No Supremo Tribunal Federal (STF) existem 11 inquéritos e uma ação penal contra ele. Caso o mandato de Janene seja cassado pelo plenário da Câmara, às ações civis públicas poderão se juntar às ações criminais. Isso porque o Ministério Público do Estado, que não pode investigar o deputado devido ao foro privilegiado, não incluiu Janene nas ações criminais que tramitam contra os outros envolvidos.

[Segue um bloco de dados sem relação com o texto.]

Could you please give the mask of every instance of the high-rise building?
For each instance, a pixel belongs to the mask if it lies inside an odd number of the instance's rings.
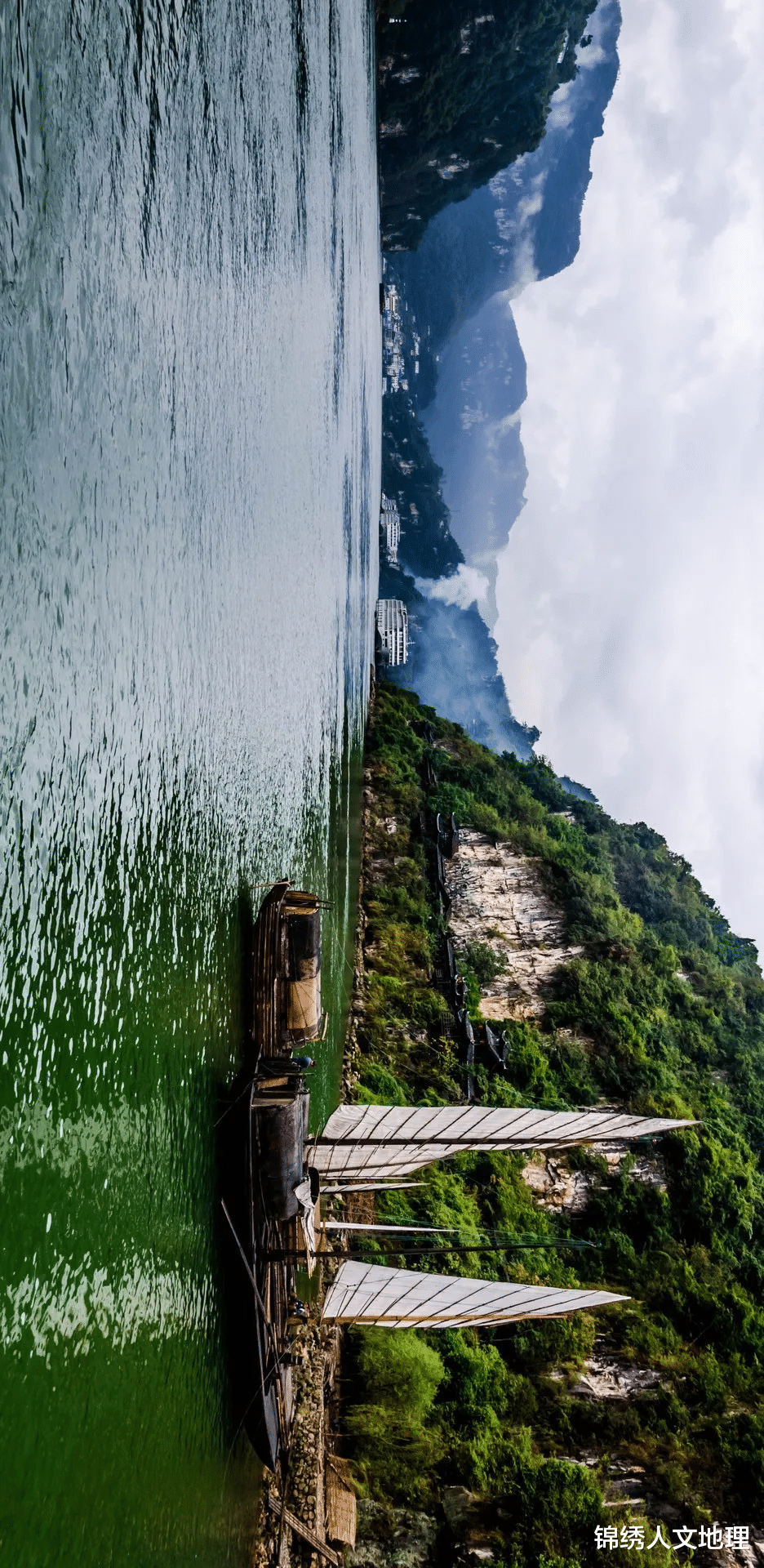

Em uma das ações, em Londrina, o deputado acusado de ser o operador do mensalão no PP é apontado como beneficiário de esquema entre janeiro de 1998 e novembro de 1999. No período, Janene teria recebido R$ 21 mil mensais das empresas Principal e Tâmara, que haviam vencido licitação para roçagem e limpeza pública na cidade.
Os advogados de Janene confiam que vão barrar no STF apossível cassação. Neste mês, o tribunal julga mandado de segurança impetrado por ele contra a decisão da Câmara de não aposentá-lo por invalidez. Para ganhar tempo, sua estratégia é que colegas de partido peçam vistas dos processos contra ele.